Actualizado hace: 60 días 2 horas 32 minutos
Santo Domingo
Un festejo sobrio

Ella luce impecable. Un vestido a la moda, tacones y una apariencia de recién salida de la peluquería.

Lunes 26 Junio 2017 | 04:00

 Dice que si alguien la mirara ahora, abstemia, no reconocería la imagen de la joven que se quedaba dormida en los portales de las casas del sur de Quito, donde vive.

La llamaremos Tatiana. Tiene 28 años y desde hace seis no consume alcohol. Su “romance” con el trago empezó a los 14 años, no le avergüenza decir que sus borracheras eran constantes, que había días en que en lugar de estudiar se dedicaba a beber y que perdió muchos momentos de felicidad con su familia por el alcohol.
“Pensaba que estaba bien y que al ser joven no tendría ningún inconveniente, pero la enfermedad (el alcoholismo) fue empeorando”, recuerda. 
Tatiana tocó fondo. Sus padres habían muerto y ella debía seguir viviendo.
“A las mujeres nos da un poco de vergüenza admitir que somos alcohólicas”, agrega. Ella pertenece desde hace seis años al Grupo 24 Horas Mitad del Mundo de Quito.
 
Un festejo.
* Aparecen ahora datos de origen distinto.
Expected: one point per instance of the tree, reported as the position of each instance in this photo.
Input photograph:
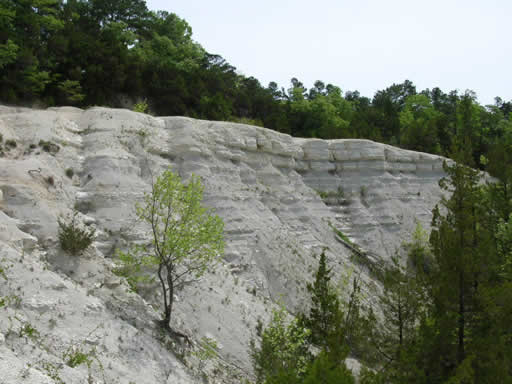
(418, 125)
(325, 305)
(282, 355)
(325, 371)
(186, 237)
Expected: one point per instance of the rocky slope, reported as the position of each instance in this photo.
(280, 198)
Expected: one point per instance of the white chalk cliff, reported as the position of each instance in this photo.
(279, 196)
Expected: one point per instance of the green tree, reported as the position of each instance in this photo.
(186, 237)
(325, 305)
(282, 353)
(418, 125)
(325, 371)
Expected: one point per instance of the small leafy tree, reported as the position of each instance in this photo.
(186, 237)
(74, 237)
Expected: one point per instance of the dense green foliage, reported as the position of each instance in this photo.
(102, 52)
(333, 327)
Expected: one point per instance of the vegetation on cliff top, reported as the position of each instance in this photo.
(101, 52)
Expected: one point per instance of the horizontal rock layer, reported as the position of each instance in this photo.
(280, 198)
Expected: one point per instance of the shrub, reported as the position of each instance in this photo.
(73, 238)
(49, 147)
(141, 107)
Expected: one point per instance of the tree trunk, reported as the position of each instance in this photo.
(461, 330)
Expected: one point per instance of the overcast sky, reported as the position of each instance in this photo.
(363, 45)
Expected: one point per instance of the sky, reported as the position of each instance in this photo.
(363, 45)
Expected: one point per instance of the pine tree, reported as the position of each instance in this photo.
(325, 305)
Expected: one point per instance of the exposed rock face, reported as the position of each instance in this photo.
(279, 196)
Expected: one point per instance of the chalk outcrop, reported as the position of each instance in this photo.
(280, 197)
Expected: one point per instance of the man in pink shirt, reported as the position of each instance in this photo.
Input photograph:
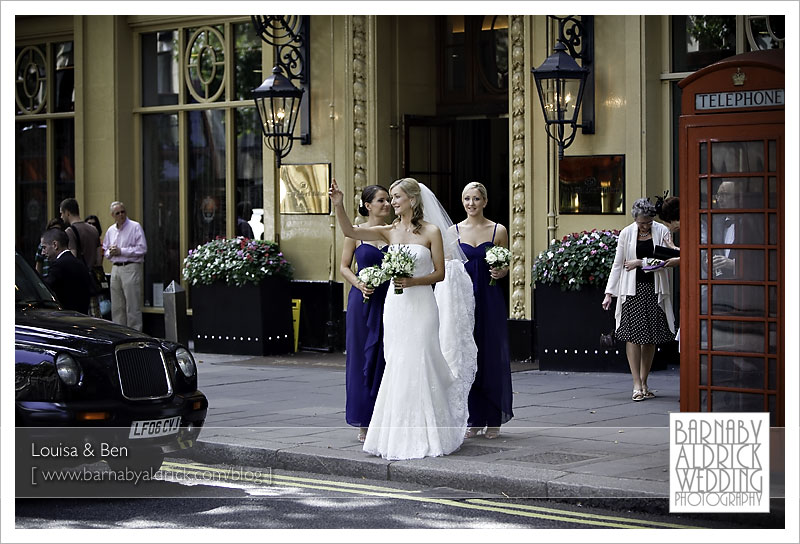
(125, 246)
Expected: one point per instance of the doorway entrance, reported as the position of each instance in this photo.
(447, 153)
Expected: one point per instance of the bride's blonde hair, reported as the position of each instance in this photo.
(410, 187)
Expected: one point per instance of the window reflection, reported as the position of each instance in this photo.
(206, 139)
(739, 300)
(742, 193)
(247, 52)
(740, 264)
(700, 40)
(249, 175)
(161, 209)
(730, 401)
(160, 68)
(64, 159)
(737, 228)
(30, 186)
(738, 336)
(65, 77)
(737, 157)
(740, 372)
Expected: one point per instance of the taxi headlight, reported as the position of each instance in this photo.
(68, 369)
(185, 362)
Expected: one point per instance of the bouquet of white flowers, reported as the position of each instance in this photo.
(398, 263)
(497, 257)
(372, 277)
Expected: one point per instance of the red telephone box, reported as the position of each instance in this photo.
(732, 236)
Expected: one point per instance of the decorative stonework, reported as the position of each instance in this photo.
(359, 107)
(204, 64)
(517, 242)
(31, 80)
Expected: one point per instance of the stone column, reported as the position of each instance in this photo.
(360, 84)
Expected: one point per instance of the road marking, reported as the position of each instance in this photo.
(295, 478)
(583, 514)
(526, 511)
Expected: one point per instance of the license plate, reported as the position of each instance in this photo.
(155, 427)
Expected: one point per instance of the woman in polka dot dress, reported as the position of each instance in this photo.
(643, 313)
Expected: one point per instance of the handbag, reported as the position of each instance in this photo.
(607, 340)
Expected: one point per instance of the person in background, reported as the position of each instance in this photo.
(41, 262)
(95, 222)
(490, 395)
(68, 278)
(84, 242)
(644, 299)
(364, 342)
(243, 213)
(104, 298)
(669, 212)
(125, 246)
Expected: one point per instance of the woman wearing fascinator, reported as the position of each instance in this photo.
(643, 312)
(364, 341)
(421, 407)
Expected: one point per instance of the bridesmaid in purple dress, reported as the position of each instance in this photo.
(490, 396)
(364, 342)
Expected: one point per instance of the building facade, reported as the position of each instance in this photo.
(156, 111)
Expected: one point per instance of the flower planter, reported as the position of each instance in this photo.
(252, 319)
(568, 327)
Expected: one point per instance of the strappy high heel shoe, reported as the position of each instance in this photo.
(472, 432)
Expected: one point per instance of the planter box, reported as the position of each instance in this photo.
(246, 320)
(568, 329)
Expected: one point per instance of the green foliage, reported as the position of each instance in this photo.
(712, 32)
(235, 261)
(578, 259)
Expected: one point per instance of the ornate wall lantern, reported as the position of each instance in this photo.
(564, 86)
(278, 101)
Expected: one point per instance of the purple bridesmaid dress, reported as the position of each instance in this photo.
(490, 396)
(364, 343)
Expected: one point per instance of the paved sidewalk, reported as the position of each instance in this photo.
(573, 434)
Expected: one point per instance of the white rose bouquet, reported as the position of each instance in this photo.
(497, 257)
(372, 277)
(398, 263)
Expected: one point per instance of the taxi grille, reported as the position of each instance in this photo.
(142, 372)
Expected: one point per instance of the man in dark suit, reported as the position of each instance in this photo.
(68, 277)
(736, 229)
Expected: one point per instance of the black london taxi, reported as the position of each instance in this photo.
(86, 375)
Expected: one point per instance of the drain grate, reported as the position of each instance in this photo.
(475, 451)
(555, 458)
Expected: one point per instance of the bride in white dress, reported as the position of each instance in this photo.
(431, 357)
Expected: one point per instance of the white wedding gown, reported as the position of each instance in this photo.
(421, 408)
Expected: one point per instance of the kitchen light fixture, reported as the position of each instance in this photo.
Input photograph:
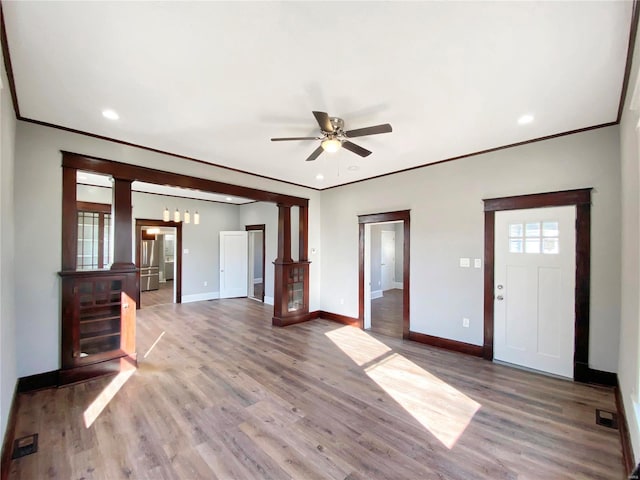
(331, 145)
(166, 216)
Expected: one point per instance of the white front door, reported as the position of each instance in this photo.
(388, 260)
(534, 319)
(233, 264)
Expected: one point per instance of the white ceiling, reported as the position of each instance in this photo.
(216, 80)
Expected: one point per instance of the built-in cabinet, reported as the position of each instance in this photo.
(98, 323)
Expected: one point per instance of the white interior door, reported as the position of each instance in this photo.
(534, 317)
(234, 270)
(388, 260)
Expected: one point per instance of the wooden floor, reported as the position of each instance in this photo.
(162, 296)
(221, 394)
(386, 313)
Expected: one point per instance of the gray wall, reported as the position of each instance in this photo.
(447, 222)
(202, 263)
(8, 358)
(38, 193)
(629, 355)
(399, 251)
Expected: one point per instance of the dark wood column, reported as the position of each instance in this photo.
(69, 220)
(284, 234)
(303, 234)
(123, 226)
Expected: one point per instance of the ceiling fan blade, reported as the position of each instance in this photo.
(324, 121)
(357, 149)
(361, 132)
(316, 153)
(286, 139)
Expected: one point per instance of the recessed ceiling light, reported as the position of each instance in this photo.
(110, 114)
(523, 120)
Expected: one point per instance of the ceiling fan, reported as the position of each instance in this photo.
(334, 136)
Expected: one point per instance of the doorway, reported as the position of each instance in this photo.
(581, 200)
(158, 258)
(256, 261)
(383, 255)
(535, 279)
(371, 269)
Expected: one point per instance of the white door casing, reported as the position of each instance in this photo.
(388, 259)
(534, 288)
(234, 271)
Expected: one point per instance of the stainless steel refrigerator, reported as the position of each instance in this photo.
(149, 271)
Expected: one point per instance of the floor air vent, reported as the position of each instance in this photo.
(606, 419)
(24, 446)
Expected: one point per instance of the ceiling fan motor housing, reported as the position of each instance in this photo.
(337, 124)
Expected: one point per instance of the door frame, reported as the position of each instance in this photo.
(140, 222)
(581, 199)
(261, 227)
(405, 217)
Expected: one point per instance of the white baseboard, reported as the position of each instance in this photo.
(199, 297)
(376, 294)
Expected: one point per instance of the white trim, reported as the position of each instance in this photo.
(199, 297)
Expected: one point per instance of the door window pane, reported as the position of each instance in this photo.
(532, 229)
(515, 230)
(532, 245)
(550, 245)
(550, 229)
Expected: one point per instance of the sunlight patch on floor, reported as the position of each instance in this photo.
(94, 410)
(154, 344)
(440, 408)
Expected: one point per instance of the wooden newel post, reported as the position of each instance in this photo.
(291, 286)
(123, 236)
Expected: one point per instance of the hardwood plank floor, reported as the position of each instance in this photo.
(386, 313)
(221, 394)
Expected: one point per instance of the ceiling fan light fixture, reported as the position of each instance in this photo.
(331, 145)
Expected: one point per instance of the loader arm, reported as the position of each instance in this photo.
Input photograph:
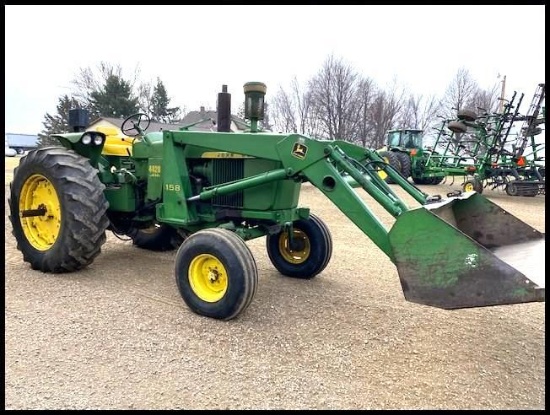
(324, 163)
(459, 252)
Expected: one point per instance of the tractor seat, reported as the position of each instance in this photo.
(116, 143)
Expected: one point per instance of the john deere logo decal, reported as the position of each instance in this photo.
(299, 150)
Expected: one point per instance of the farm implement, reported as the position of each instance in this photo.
(487, 151)
(206, 193)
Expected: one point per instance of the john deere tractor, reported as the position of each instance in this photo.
(206, 193)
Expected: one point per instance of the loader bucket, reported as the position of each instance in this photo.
(467, 252)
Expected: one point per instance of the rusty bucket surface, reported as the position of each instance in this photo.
(467, 252)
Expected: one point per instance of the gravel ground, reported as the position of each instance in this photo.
(117, 335)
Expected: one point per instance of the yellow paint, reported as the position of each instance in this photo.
(208, 278)
(40, 231)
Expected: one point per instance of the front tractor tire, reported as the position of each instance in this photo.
(216, 273)
(57, 210)
(305, 254)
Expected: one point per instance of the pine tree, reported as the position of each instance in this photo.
(159, 109)
(115, 99)
(57, 123)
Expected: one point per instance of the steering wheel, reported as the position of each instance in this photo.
(135, 124)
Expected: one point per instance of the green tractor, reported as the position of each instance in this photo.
(206, 193)
(405, 152)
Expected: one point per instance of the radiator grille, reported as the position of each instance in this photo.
(224, 171)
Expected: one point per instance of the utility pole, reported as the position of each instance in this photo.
(501, 110)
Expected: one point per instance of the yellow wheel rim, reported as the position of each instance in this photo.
(296, 256)
(382, 173)
(208, 278)
(38, 193)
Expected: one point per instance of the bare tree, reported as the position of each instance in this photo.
(459, 94)
(90, 80)
(293, 111)
(337, 100)
(419, 111)
(485, 101)
(365, 93)
(384, 114)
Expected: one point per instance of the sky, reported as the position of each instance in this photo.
(194, 50)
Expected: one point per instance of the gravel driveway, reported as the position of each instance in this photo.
(117, 335)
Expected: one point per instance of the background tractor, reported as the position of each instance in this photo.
(206, 193)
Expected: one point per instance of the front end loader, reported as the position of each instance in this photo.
(216, 190)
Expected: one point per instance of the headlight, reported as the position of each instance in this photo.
(86, 139)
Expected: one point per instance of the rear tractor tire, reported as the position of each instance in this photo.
(216, 273)
(57, 210)
(390, 158)
(307, 254)
(158, 237)
(473, 185)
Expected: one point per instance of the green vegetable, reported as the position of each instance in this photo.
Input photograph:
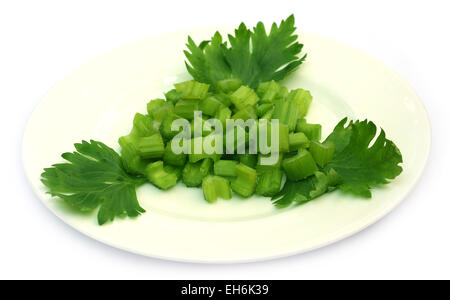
(355, 167)
(173, 159)
(185, 108)
(298, 140)
(251, 55)
(215, 187)
(269, 183)
(299, 166)
(94, 176)
(192, 90)
(225, 168)
(159, 176)
(151, 146)
(312, 131)
(322, 152)
(232, 80)
(193, 173)
(245, 182)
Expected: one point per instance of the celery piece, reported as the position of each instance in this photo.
(303, 98)
(269, 183)
(312, 131)
(223, 114)
(268, 114)
(243, 97)
(132, 162)
(151, 146)
(245, 113)
(298, 140)
(173, 159)
(143, 125)
(268, 91)
(173, 170)
(228, 85)
(260, 168)
(225, 168)
(185, 108)
(160, 112)
(224, 99)
(287, 112)
(215, 187)
(245, 182)
(166, 126)
(262, 109)
(322, 152)
(154, 104)
(283, 136)
(193, 173)
(249, 160)
(173, 96)
(195, 157)
(159, 177)
(192, 89)
(299, 166)
(210, 105)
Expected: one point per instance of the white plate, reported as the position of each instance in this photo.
(98, 101)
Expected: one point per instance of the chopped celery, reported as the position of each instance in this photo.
(225, 168)
(193, 173)
(245, 113)
(245, 182)
(224, 99)
(173, 96)
(223, 114)
(299, 166)
(215, 187)
(173, 159)
(298, 140)
(154, 104)
(161, 111)
(268, 114)
(173, 170)
(322, 152)
(195, 157)
(132, 162)
(262, 109)
(269, 183)
(249, 160)
(261, 168)
(302, 97)
(284, 138)
(269, 91)
(243, 97)
(312, 131)
(210, 105)
(143, 125)
(150, 146)
(157, 175)
(166, 126)
(185, 108)
(192, 89)
(228, 85)
(287, 112)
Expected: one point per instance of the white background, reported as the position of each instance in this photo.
(40, 41)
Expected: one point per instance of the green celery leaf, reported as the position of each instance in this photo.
(253, 56)
(94, 176)
(300, 192)
(355, 168)
(361, 167)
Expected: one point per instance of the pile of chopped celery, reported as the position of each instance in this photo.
(147, 149)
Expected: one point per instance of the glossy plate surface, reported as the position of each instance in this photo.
(98, 101)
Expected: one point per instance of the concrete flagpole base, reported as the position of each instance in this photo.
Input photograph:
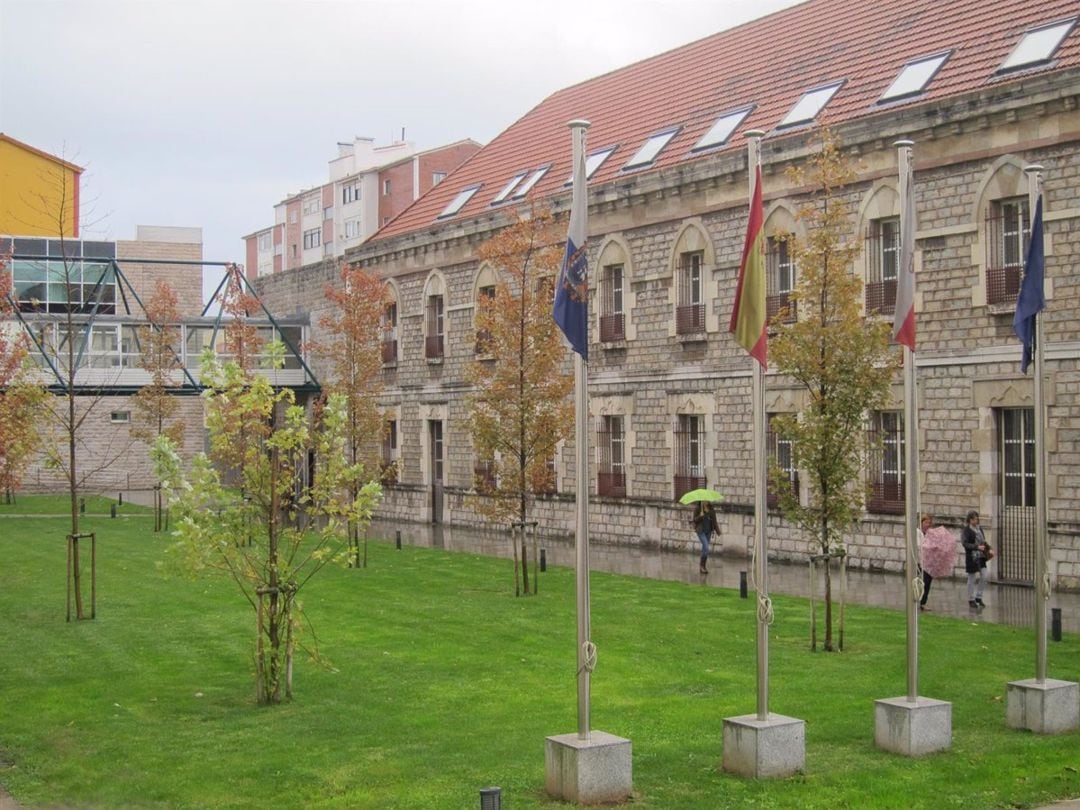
(588, 771)
(1050, 707)
(913, 728)
(769, 748)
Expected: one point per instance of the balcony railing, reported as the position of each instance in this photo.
(389, 351)
(612, 328)
(433, 347)
(689, 319)
(685, 483)
(611, 484)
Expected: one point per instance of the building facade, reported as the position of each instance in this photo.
(39, 192)
(368, 186)
(982, 97)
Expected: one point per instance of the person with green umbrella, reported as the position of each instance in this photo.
(704, 525)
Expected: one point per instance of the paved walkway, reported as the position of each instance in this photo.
(1004, 604)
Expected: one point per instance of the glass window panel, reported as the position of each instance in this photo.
(1038, 44)
(532, 180)
(509, 187)
(721, 130)
(914, 77)
(650, 149)
(459, 202)
(808, 107)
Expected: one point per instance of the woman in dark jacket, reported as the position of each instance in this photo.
(976, 551)
(704, 525)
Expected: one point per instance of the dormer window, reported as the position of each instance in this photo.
(650, 149)
(811, 104)
(532, 180)
(914, 78)
(459, 202)
(509, 187)
(593, 162)
(1038, 45)
(723, 130)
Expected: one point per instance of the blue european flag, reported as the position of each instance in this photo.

El sábado, Tatiana participó en una fiesta en la que más de un centenar de alcohólicos anónimos y sus familias brindaron con café, agua, jugo o cola el hecho de haber podido dejar esa droga que se llama alcohol.
El evento, en el que hubo música, baile y presentaciones artísticas, se hizo para celebrar los diez años de creación del Grupo 24 Horas Santo Domingo. 
Edwin Loor trajo esta iniciativa que comenzó en la Capital a Santo Domingo.
Él también fue alcohólico durante 20 años, estuvo cinco periodos en el grupo en Quito y hace 10 inició con este servicio en tierra tsáchila.
La organización atiende en las calles Latacunga y Manuelita Sáenz, en la cooperativa Liberación Popular, las 24 horas del día. “Todos los servicios que prestamos no tienen costo, porque la vida del ser humano es lo más importante”, señala Loor.
Él es el guía del grupo, “celebramos la sobriedad de nuestros compañeros. Uno a veces no reconoce cuando hay problemas con el alcohol”, dice en base a su propia experiencia.

Más. José es mecánico y forma parte del grupo. Él tuvo inconvenientes con su familia por su consumo de alcohol y drogas. Tiene 10 años sobrio. “En el grupo no hay doctores, nosotros hablamos de nuestro sufrimiento, de lo que nos pasó en las calles, así nos mantenemos lejos del alcohol”, afirma. 
A diferencia de los centros de rehabilitación, en 24 Horas Santo Domingo las cosas se hacen en base a la voluntad. “No vamos a capturar, nosotros transmitimos el mensaje, un borracho salva a otro borracho, no hay una pastilla para dejar de beber, solo para el chuchaqui”, explica el guía.
En Santo Domingo al grupo han llegado al menos mil personas, pero son pocos los que se recuperan. 
El alcohol no ve posición económica, ni sexo o religión. La Organización Mundial de la Salud (OMS) cataloga al alcoholismo como una enfermedad incurable, progresiva y por necesidad mortal. 
Según los registros del Instituto Nacional de Estadísticas y Censos (INEC), el abuso de esta sustancia produjo la muerte de 6.042 personas en 10 años, desde el 2003 hasta el 2013, es decir, un promedio de 604 por año.